McCormick, the NSSE director, said that while college presidents in the past have been pressured by some alumni to “punish” activists who seemingly disrupt the campus environment, he said in actuality, the data suggest that these are the types of students institutions should try to recruit.

“They’re not just rabble-rousers, cutting class to make mischief,” he said. “In the aggregate, we find these students to be having positive educational experiences and engaging in their role as students.”

Wood, meanwhile, said that students should avoid colleges that prioritize "civic engagement."

More and more, Wood said, colleges are swapping out true intellectual teachings for progressive activism and labeling it civic engagement.

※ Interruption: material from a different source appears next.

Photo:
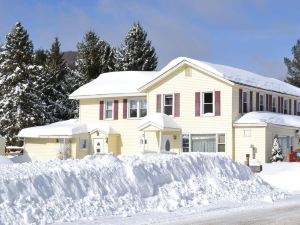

Wood's association published a report on this phenomenon earlier this year, "Making Citizens."

First-Generation College Students Still Struggle

The NSSE confirmed that first-generation college students in many instances participated in certain opportunities, such as studying abroad, to a lesser degree than other students.

About 8 percent of senior first-generation students in the survey sample studied abroad, compared to 18 percent of non-first-generation seniors. About 42 of first-generation seniors secured an internship, compared to 55 percent of those seniors who were not first generation.

“I think this is important and meaningful to institutions in investigating to what extent is money an obstacle to participating in some of these activities,” McCormick said.

Other Findings

  • NSSE determined the most popular majors among senior students by gender. For men, it was business, at 21 percent. For women, it was a major in a health profession, 19 percent. Arts and humanities were popular among students who identified by a gender other than male or female -- for instance, nonbinary -- at 22 percent.
  • While many LGBTQ students (80 percent), both first-year students and seniors, were acquainted with another LGBTQ student, far fewer knew a queer faculty member -- 30 percent of first-year students said they knew a gay faculty member, and 50 percent of seniors did.
  • Students who had positive interactions with faculty indicated they were more likely to return to the same institution if they could have a "do over." Those who had a quality interaction with a professor -- about 60 percent -- also mostly indicated they would "definitely return" to that college (50 percent).